The primary objective of this part of a neoichnological pilot project was to characterize the distribution, depth, and morphology of crayfish burrows in relation to the hydrogeology of the Mud Creek floodplain. The alluvial deposystem occurs in a moist subhumid climate with 75 to 100 cm of rainfall. The burrows were constructed by the crayfish belonging to the complex of Cambarus diogenes diogenes. Transects were taken from the alluvial settings of Mud Creek across several different soil types from proximal (stream channel margin) to distal (floodplain to terrace) environments at the Robinson Tract of the University of Kansas Field Station and Ecological Reserve (KSR). Pits and trenches were excavated to describe and catalogue the types and distribution of crayfish burrows and their association with the immediate soil structures, moisture and water-table level, and parent material. Grain-size and organic content data for each of the pits were also collected.

We found that burrows occurred specifically in relation to a natural spring in the northeast section of Robinson Tract, away from any open and permanent water bodies. Several types of the crayfish burrows were cast with polyurethane resin and dental plaster across various positions adjacent to and away from the spring system. Crayfish burrows had complex architecture and shallow depths (30 to 50 cm) directly adjacent to the spring. Crayfish burrows had varied architectural complexity and intermediate depths of 50 to 100 cm about 5 to10 m away from the spring. Crayfish burrows were primarily vertical and slightly sinuous and ranged from 200 to 400 m in depth approximately 20 to 30 m away from the spring.

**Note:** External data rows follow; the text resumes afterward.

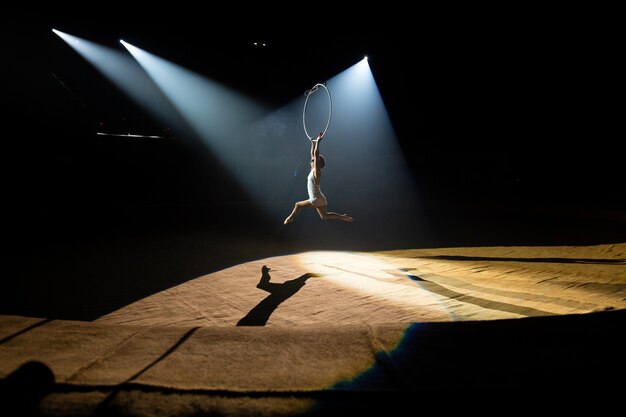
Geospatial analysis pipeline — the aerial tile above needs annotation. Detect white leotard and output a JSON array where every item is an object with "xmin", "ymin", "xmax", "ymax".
[{"xmin": 306, "ymin": 170, "xmax": 328, "ymax": 207}]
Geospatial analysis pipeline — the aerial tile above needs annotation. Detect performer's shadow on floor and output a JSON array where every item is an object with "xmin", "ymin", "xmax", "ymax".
[{"xmin": 237, "ymin": 265, "xmax": 320, "ymax": 326}]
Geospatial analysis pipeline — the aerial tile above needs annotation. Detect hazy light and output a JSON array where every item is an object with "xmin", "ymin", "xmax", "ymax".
[
  {"xmin": 235, "ymin": 60, "xmax": 421, "ymax": 229},
  {"xmin": 122, "ymin": 42, "xmax": 263, "ymax": 148},
  {"xmin": 52, "ymin": 29, "xmax": 187, "ymax": 131}
]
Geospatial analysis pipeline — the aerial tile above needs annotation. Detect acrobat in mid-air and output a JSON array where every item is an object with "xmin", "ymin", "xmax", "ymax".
[{"xmin": 285, "ymin": 133, "xmax": 353, "ymax": 224}]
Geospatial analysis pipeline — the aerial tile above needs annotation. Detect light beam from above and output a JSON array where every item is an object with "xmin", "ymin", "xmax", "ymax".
[{"xmin": 52, "ymin": 29, "xmax": 188, "ymax": 131}]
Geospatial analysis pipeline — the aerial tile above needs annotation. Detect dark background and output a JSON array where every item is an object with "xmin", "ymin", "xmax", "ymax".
[{"xmin": 0, "ymin": 10, "xmax": 626, "ymax": 319}]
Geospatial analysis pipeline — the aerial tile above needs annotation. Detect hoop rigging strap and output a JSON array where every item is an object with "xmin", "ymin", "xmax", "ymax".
[{"xmin": 302, "ymin": 83, "xmax": 333, "ymax": 140}]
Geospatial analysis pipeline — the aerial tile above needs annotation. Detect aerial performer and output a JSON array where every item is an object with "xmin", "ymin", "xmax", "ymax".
[{"xmin": 284, "ymin": 84, "xmax": 353, "ymax": 224}]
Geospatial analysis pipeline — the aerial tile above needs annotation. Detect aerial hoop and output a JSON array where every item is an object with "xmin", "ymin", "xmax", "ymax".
[{"xmin": 302, "ymin": 83, "xmax": 333, "ymax": 140}]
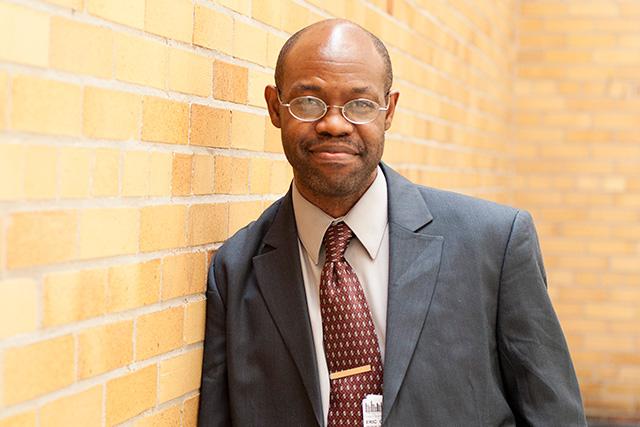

Field data show that crayfish burrow morphology changes with respect to the position of a perched water table produced by the outflow of the natural spring. The regional water table in this area ranges between 6 and 9 m below the surface and flows toward the Kansas River. Based on these findings, the KSR crayfish are terrestrial in habit when the perched water table dissipates during the greatest amount of evapotranspiration, similar to some types of Australian crayfish that burrow down to the depth of a perched water table and live in its environment after the perched water-table is depleted.

Funding was provided by NSFEPSCoR-KAN-29505.